Re: Building down under ground level

04/03/2007 1:19 AM

Noise reduction / containment: the trick is to construct a room within a room, as someone else has already noted. How? Walls are hung with resilient channel, a metal extrusion fastened perpendicular to the vertical studs. You want mass in the walls to absorb sound, so use heavy grade (1/2") gypsum board or better - remember moisture issues underground - use concrete board. CGC in Canada has a variety of building guides that cover the use of resilient channel (see http://www.cgcinc.com/handbookAssets/PDFs/e/Handbook_12574_CP_C10.pdf & http://dsp-psd.pwgsc.gc.ca/Collection/NH18-22-90-246E.pdf at CMHC for design guidelines; the Wall & Ceiling Industry Assoc at http://www.awci.org/buyersguide/index.pl?division=9&detail=09210.6 in N America for materials supply, but you're on your own overseas - thank G-d for google. The resilient channel is light - if you have to import shipping costs shouldn't be prohibitive; it isn't the kind of thing you'd find in some countries yet). CGC is a big fan of gypsum, but the stuff is a sponge for water, and below grade moisture is major: go fibreglass-wrapped cement board.

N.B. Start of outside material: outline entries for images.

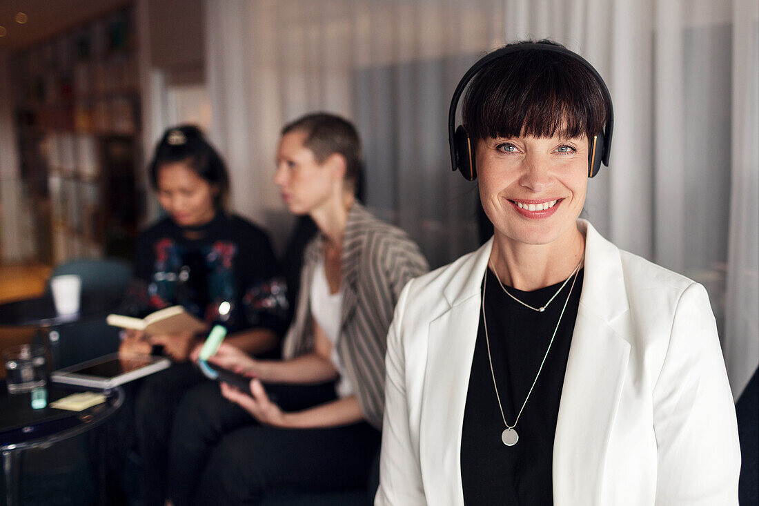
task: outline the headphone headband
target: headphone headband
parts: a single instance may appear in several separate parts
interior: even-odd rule
[[[550,51],[551,52],[565,55],[582,64],[596,77],[596,81],[597,81],[599,85],[600,85],[601,92],[603,93],[603,97],[609,107],[608,114],[606,115],[606,125],[603,131],[603,151],[601,154],[600,159],[600,161],[603,162],[603,165],[608,167],[609,157],[611,154],[612,133],[614,130],[614,108],[612,105],[612,97],[611,94],[609,93],[609,88],[606,87],[606,84],[603,82],[603,79],[598,73],[598,71],[597,71],[595,68],[582,56],[565,47],[553,46],[553,44],[546,44],[543,43],[521,43],[500,48],[499,49],[496,49],[493,52],[483,56],[481,59],[477,60],[474,65],[469,68],[469,70],[466,71],[461,81],[458,81],[458,84],[456,86],[456,89],[453,92],[453,97],[451,99],[451,106],[448,112],[448,142],[451,150],[451,163],[452,165],[453,171],[455,172],[456,170],[458,170],[461,166],[461,163],[459,163],[460,153],[458,153],[456,143],[455,125],[456,109],[458,109],[458,100],[461,98],[461,93],[464,93],[464,90],[467,87],[469,81],[474,77],[477,73],[479,72],[483,67],[489,65],[491,62],[502,58],[503,56],[509,55],[512,52],[518,52],[525,49],[540,49],[541,51]],[[461,127],[459,127],[459,128],[461,128]],[[471,156],[471,153],[470,156]],[[472,165],[471,166],[473,167],[474,166]],[[590,168],[590,171],[592,176],[594,175],[592,166]],[[465,175],[465,177],[467,177],[466,175]],[[472,172],[471,177],[468,177],[467,179],[471,180],[474,179],[474,177],[475,176]]]

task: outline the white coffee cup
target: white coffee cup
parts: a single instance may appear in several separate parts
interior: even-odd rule
[[[77,274],[53,276],[50,279],[52,302],[58,315],[71,315],[79,311],[82,278]]]

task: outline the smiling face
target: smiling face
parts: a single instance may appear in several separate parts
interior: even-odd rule
[[[277,150],[274,183],[293,214],[310,213],[326,205],[342,188],[345,174],[333,160],[335,155],[323,163],[317,161],[313,151],[304,146],[307,135],[298,130],[285,134]]]
[[[587,150],[584,135],[480,140],[480,198],[496,240],[550,245],[576,235],[587,189]]]
[[[156,177],[158,201],[180,226],[200,226],[213,219],[219,190],[186,162],[164,163]]]

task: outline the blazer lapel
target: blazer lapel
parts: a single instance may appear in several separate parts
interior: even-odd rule
[[[480,322],[480,282],[491,246],[492,240],[462,264],[443,291],[449,308],[430,322],[419,451],[430,504],[464,503],[461,427]]]
[[[584,220],[585,272],[553,445],[554,504],[597,504],[630,344],[612,323],[628,310],[619,251]]]
[[[348,213],[348,222],[342,239],[342,256],[340,267],[342,270],[342,308],[340,311],[340,328],[353,315],[358,301],[356,296],[356,284],[358,267],[364,251],[364,235],[363,225],[369,215],[368,211],[358,202],[354,202]],[[340,332],[342,335],[342,332]],[[338,337],[339,340],[339,337]]]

Behind the wallboard insulate with Thermafibre sound attenuation blankets - denser than standard fibreglass bats. Roxul works well too & is denser, doesn't harbour insects or vermin, doesn't irritate skin & no dust risk (a kind of fibre made from blast furnace slag, looks like dense fibreglass). Don't screw it up by fastening the wall to the floor in any way: the wall hangs with a slight gap between it & the floor, which you can cover with moldings fastened to the wall. And the floor? mount the wooden sub-floor on rubber pads or, if you're expecting strong vibration, isolating springs set on rubber pads. Ceiling can connect to walls, but it gets hung with resilient channel too, and best if not actually connected to the walls - everything vibrates separately, so the enclosure doesn't act as a sound chamber. Remember to allow for vibration isolation in making any connections through ceiling/walls for ventilation. Air ducts can carry sound too; baffles help reduce sound conduction but greatly reduce airflow which must be allowed for in heating/airflow design.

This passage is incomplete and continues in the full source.